I hope you find your peace and serenity...


----------



## husbandinwaiting

PFTGuy said:


> Hi Jen,
> I suggest with care and compassion that you might have a problem. You might seek counseling, or perhaps try an Alanon or Codependency Step program, or perhaps do some reading on codependency.
> 
> Speaking as a recovering addict, I can tell you that addicts won't stop their behavior until they are ready. Any efforts on your part to control an addicts behavior will only result in a continuing spiral of misery.
> 
> I hope you find your peace and serenity...


Definitely look into codependency. You will never be happy trying to control him. He needs to choose to abstain on his own. I would suggest codep for dummies or the new codependency.


----------



## mablenc

I would only do this if he was a porn addict and asked you to do this for him. Or if you two sat down and agreed to it, otherwise, I would see it as controlling.

The problems you are having won't be solved by you blocking him out, there are serious issues that need to be worked on as a couple it may seem easier to block him. However the more you try to control him the more he will push you away. Having to monitor him is also going to eat you alive eventually, that's no way to live.

Have your tried MC? 
_Posted via Mobile Device_


----------



## Mavash.

He's a grown man and an addict. The only person you should be trying to control is you. Please seek help for yourself. You shouldn't have to live like this.


----------



## Jamison

My thought is, if he is true addict, then he will find away somehow to watch porn and visit those chat sites. Whether its on the computer at home, a phone or some other means. So you may feel blocking is a good idea, and in hindsight I can see how you would feel it is, but it doesn't really take care of the problem. Its time for boundary settings and ultimatums if need be. People should be held accountable for their actions/behavior followed by a consequence, just blocking the sites isn't really having him held accountable.


----------



## jen53

you are totally right, in my heart I know this- in fact he moaned he couldn't look at his gambling site when he got in - and uninstalled the whole security program! I had stopped snooping.I know I cant police his behaviour as you say he will become more devious - I don't even mind porn, its thinking he si wanting to talk to strangers, men rather than me, who is next to him its this whole insecurity of not feeling he loves or loved me that creeps up on me, I know really he wont ever stop, he has been this way since before we met, just kept it hidden till I was well and tuelly dependant with the kids - I suppose I am too scared to admit it, but I will either have to accept, be a doormat knowing what he needs-which isn't me, or end it- financially I cannot see how I can, this has been my whole life- I feel destroyed, if I found a new love all the lifetime of building a family etc have been taken by him  I have to let go tbh..


----------



## henson

Use Aobo porn filter. I have tested it. Not bad.


----------



## jen53

but as someone said, he will get past it- he was so agitated when he couldn't get into the porn site the other night, (he told me it was his gambling site, but I saw the history) he had tried lots of times, obviously the need was there- as he came straight in from work next day and uninstalled the whole anti virus protection so he could get rid of parental control! if he couldn't do that, he would probably buy himself a new PC laptop etc
I think I must work on myself, and forget his behaviour - I have spent too much time snooping and dwelling on what he MAY do, trust at the end of the day has gone -not just in his actions, but at a deeper level, of how he regards me and our relationship


----------



## mablenc

You need to draw the line, if he wants to be married to you he needs to stop, the talking to strangers is cheating.

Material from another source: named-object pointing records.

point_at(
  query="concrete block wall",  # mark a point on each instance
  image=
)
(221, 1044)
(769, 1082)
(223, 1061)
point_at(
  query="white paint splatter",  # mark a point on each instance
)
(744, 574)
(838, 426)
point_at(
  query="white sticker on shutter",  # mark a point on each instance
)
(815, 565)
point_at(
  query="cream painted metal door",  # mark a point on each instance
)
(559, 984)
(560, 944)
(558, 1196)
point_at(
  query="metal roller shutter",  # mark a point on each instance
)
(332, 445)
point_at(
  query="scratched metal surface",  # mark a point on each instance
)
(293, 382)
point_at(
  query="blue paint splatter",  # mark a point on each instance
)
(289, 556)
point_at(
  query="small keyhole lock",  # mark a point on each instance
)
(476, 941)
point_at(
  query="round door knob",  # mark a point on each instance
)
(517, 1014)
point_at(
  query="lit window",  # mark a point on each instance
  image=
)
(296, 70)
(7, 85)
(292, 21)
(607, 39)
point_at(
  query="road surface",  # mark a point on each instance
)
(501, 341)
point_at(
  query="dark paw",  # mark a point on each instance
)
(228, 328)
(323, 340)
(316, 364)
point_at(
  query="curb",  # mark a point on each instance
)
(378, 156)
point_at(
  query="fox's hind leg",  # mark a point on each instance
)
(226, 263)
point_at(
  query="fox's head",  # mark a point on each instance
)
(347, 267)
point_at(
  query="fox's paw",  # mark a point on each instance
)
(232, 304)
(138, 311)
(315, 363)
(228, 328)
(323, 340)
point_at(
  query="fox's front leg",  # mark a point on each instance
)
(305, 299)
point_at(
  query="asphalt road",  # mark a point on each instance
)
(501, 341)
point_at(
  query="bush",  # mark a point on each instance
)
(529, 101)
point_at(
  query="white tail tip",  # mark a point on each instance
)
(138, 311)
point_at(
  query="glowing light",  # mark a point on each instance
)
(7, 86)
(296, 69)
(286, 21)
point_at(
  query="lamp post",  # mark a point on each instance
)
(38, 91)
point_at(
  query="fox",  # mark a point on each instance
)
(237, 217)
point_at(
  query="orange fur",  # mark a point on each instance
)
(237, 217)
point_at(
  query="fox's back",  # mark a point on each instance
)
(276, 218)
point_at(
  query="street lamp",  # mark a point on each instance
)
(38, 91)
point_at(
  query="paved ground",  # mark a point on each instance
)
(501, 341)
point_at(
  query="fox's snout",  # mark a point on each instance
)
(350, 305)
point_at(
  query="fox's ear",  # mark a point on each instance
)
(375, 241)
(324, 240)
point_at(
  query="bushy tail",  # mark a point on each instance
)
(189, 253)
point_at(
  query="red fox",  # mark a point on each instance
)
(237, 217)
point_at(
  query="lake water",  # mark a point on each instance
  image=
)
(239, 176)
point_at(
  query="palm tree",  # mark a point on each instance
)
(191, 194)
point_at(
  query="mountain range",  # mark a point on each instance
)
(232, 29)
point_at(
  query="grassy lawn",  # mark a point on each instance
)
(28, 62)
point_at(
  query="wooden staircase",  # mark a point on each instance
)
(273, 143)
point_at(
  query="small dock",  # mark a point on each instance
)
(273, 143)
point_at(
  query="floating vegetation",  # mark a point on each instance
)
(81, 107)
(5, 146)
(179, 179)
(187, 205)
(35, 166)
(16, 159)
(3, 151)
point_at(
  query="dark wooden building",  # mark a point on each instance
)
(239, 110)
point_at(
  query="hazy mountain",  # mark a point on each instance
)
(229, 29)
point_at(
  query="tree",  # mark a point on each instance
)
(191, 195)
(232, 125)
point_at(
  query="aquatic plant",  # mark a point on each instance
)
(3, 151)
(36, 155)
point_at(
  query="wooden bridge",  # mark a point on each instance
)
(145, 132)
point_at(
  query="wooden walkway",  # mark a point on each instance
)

Don't be afraid to show him the door, I promise you he will see the light.


----------



## ShareAndLearnGuy

You have to make him want to change. He needs to realize that living in world of fantasy is not real. If he is not open to change then the choice is obvious, you have to let him go. 

He needs to see the light. How that can happen is probably something you know best. There are the usual avenues, like therapy, bringing his attention to the issue by suggesting separation, or trying to talk it through between the two of you. No matter how you look at it, this is not an easy problem to tackle. Getting professional help can be expensive, so you may have to try the simpler options first.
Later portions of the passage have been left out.